Claire frees Jamie by an arrangement with King Louis XV of France, and they are banished from France. Back in Scotland with Fergus, they settle into farm life at his home at Lallybroch with Jamie's sister Jenny and her family. Jamie receives a letter from Charles Stuart, announcing his attempt to retake the throne of Scotland, which the prince has signed Jamie's name to, branding him a traitor to the Crown. Left with no choice, he gathers the men of Lallybroch to join the Jacobite army. Lord John Grey, a young Hanoverian scout stumbles upon Jamie and Claire. Thinking Claire a prisoner, Grey tries to "save" her, whereupon Jamie breaks the boy's arm but spares his life. Information gleaned by Jamie from this encounter helps the Jacobites win at the Battle of Prestonpans.

Charles Stuart dispatches Jamie to convince his grandfather, Lord Lovat, to send his men to join Stuart’s forces, and eventually he agrees to send troops led by his son Simon. When Jamie and Claire return to Edinburgh, then find the men of Lallybroch have been imprisoned for desertion, as the men had left for Lallybroch on Jamie’s orders. Claire visits the men in prison and tends to Alex Randall.
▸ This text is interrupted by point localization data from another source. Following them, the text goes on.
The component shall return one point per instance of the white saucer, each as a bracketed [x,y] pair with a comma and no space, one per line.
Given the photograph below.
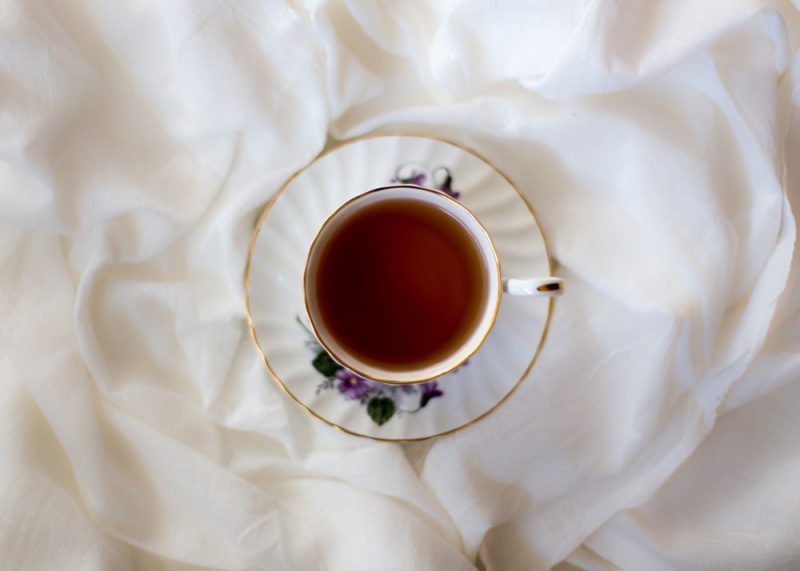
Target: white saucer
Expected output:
[274,292]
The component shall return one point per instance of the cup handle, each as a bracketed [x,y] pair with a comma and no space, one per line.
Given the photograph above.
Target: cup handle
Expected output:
[545,287]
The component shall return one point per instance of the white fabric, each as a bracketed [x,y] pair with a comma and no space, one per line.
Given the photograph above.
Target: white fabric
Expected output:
[660,143]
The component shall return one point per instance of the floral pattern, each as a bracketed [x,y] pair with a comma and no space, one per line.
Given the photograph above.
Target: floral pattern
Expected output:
[383,401]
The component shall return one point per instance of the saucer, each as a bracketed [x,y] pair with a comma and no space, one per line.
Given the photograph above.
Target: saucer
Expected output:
[274,290]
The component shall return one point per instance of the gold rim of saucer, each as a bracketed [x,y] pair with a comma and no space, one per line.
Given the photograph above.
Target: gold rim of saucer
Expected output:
[471,350]
[251,326]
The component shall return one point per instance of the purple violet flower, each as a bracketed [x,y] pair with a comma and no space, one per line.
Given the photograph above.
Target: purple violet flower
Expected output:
[430,390]
[351,385]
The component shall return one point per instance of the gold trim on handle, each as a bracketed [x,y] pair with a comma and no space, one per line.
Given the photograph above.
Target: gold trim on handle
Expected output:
[251,325]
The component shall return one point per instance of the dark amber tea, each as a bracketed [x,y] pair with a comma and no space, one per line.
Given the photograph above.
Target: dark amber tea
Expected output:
[400,284]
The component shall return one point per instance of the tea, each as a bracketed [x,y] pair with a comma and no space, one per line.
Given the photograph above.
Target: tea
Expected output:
[400,284]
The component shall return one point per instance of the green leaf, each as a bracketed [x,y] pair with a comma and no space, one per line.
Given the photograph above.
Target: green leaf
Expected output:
[380,409]
[325,364]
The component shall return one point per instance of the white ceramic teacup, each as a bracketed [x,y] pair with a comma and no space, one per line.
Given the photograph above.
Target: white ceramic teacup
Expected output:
[496,284]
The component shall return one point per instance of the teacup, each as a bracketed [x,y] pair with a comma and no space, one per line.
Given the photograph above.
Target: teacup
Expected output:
[403,284]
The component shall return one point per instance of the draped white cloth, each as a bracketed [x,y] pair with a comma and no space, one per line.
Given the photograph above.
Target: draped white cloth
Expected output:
[660,144]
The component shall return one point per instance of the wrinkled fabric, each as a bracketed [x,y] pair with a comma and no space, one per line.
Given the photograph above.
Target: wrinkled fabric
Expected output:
[660,145]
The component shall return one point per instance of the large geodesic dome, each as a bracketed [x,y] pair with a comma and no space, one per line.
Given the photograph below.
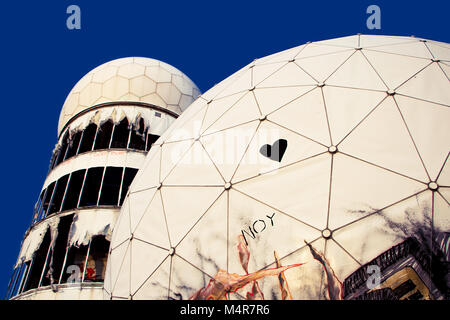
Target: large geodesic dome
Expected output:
[294,176]
[137,79]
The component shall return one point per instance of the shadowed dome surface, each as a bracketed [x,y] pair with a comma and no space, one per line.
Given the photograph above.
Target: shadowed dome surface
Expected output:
[342,143]
[135,79]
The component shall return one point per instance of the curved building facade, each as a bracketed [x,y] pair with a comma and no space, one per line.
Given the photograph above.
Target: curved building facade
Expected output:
[107,125]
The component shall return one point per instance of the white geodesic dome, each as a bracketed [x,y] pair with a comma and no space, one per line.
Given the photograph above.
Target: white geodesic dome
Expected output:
[360,124]
[136,79]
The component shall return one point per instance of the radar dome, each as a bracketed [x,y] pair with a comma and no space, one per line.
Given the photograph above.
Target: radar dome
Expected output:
[135,79]
[294,175]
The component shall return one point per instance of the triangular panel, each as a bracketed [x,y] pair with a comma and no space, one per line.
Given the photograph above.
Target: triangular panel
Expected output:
[321,67]
[195,168]
[270,99]
[152,227]
[289,75]
[184,206]
[430,84]
[359,189]
[347,107]
[300,190]
[227,147]
[383,139]
[265,230]
[306,116]
[356,72]
[395,69]
[428,124]
[270,135]
[205,246]
[145,259]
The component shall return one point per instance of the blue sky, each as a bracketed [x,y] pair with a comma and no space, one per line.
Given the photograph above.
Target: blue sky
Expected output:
[207,40]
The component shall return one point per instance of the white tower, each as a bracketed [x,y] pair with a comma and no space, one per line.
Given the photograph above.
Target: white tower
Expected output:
[107,125]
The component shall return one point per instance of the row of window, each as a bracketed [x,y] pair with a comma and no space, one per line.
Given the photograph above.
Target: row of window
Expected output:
[61,264]
[97,186]
[106,136]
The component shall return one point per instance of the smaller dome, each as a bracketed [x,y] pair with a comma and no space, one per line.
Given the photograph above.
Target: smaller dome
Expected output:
[133,79]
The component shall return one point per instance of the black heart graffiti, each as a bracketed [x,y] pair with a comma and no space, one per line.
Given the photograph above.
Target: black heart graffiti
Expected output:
[275,151]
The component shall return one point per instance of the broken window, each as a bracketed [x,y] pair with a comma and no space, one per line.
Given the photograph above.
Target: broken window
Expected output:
[137,136]
[91,187]
[47,198]
[120,135]
[58,195]
[73,190]
[38,213]
[53,159]
[104,135]
[74,266]
[73,145]
[62,149]
[151,138]
[56,259]
[128,177]
[17,280]
[37,264]
[96,262]
[111,186]
[88,138]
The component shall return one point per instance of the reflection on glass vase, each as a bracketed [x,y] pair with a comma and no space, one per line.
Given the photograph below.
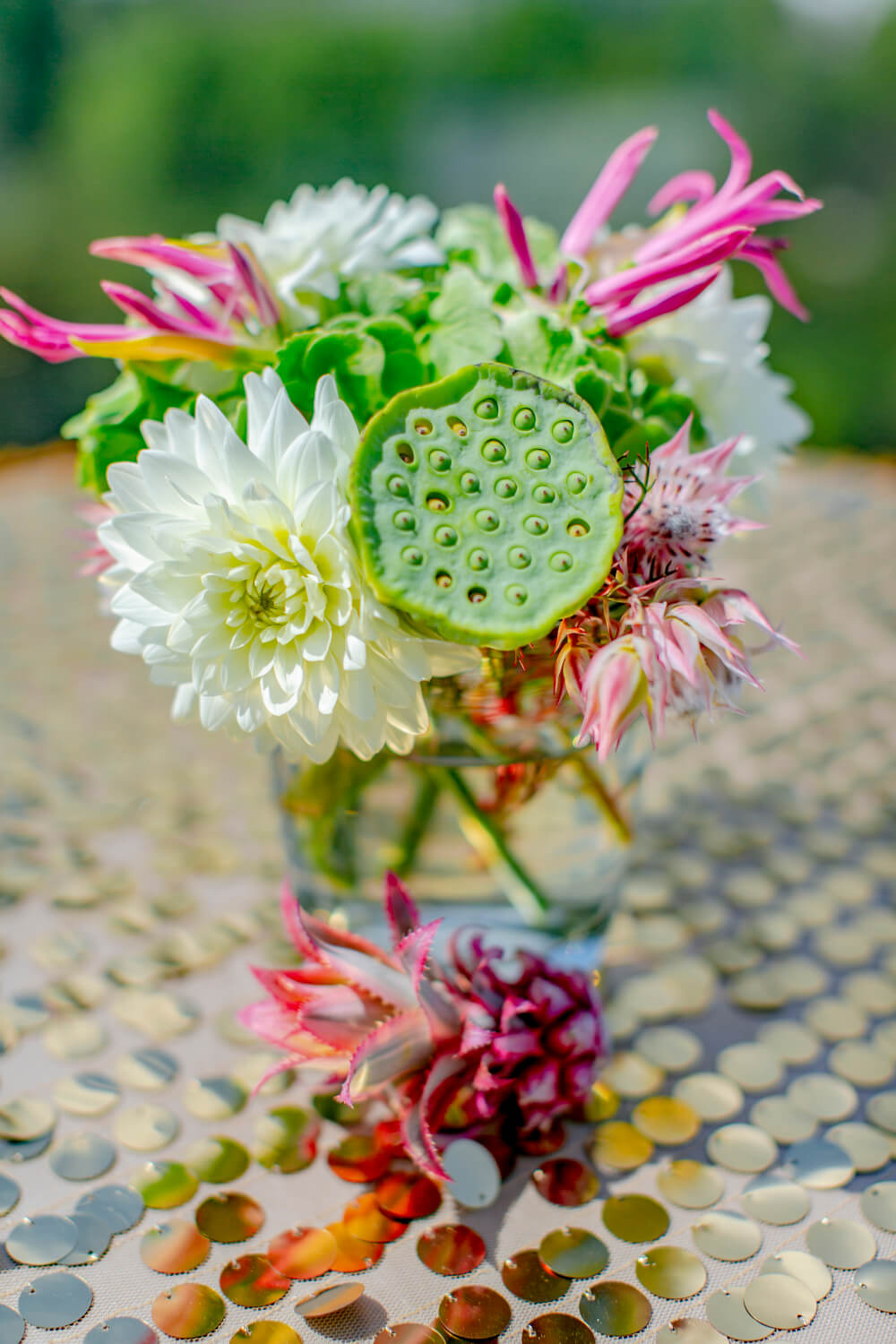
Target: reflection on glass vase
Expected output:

After a skirmish and a night of hiding in a church with Jamie, Dougal MacKenzie and his men, Claire is taken by Hanoverian troops who think she is a hostage. She is taken to the Duke of Sandringham’s home where she tries to ascertain whether he is a Jacobite. After being imprisoned in her room by Sandringham, Jamie rescues Claire. They leave with Mary Hawkins, who insists on coming with them. Hugh Monroe is killed in an attempt to save Claire and Murtagh kills the Duke of Sandringham. Upon their return to Edinburgh, Mary Hawkins and Alex Randall are reunited, and before his death, Alex has Mary and Jack Randall marry. Mary is pregnant, and Claire realizes that Frank’s lineage is safe after all.

As the disastrous Battle of Culloden approaches, Jamie and Claire discuss assassinating Charles Stuart, but decide against it. Dougal MacKenzie, having overheard their conversation, accuses Claire of persuading Jamie to betray his people, and attempts to kill Claire. Dougal is stabbed by Jamie and dies in his arms. Knowing he is wanted for murder and will soon die, Jamie attempts to ensure that his nephew young Jamie will inherit Lallybroch and to send Claire back through the stones to 1946. He tells Claire he knows she is pregnant and forces Claire and the unborn Brianna to return to her own time to spare her from the battle's aftermath. Jamie returns to Culloden, intending to die in the battle.

===1968===

When Claire returned in 1946, Frank disbelieved her story but insisted on helping her raise Brianna, and asked that she would only tell Brianna the truth after his death. Upon hearing the truth, Brianna refuses to believe Claire's story. Claire enlists Roger's help by revealing him as the descendant of Dougal MacKenzie and Geillis Duncan. Claire admits to Roger that while hiding in the caves of the Highlands, plotting Jamie's escape from prison (as told in Outlander), Dougal had delivered a message from Geillis that read: "I do not know if it is possible, but I think so" and the numbers 1,9,6 and 8. Claire deduces that these signify the year 1968, and Claire and Roger suspect that Geillis was telling her the year of her own time travel. Claire, Roger, and eventually Brianna witness Geillis Duncan/Gillian Edgars' disappearance through the stone circle at Craigh na Dun after she murders her husband, Greg Edgars. Ultimately, Roger informs Claire that Jamie did not die at Culloden.

==Critical reception==
Publishers Weekly called Dragonfly in Amber an "immensely long, compulsively readable sequel to Outlander", and noted that by "portraying life in court and hut and on the battlefield through the eyes of a strong-minded, modern participant, Gabaldon offers a fresh and offbeat historical view, framed by an intriguing contemporary issue of Claire's daughter's paternity."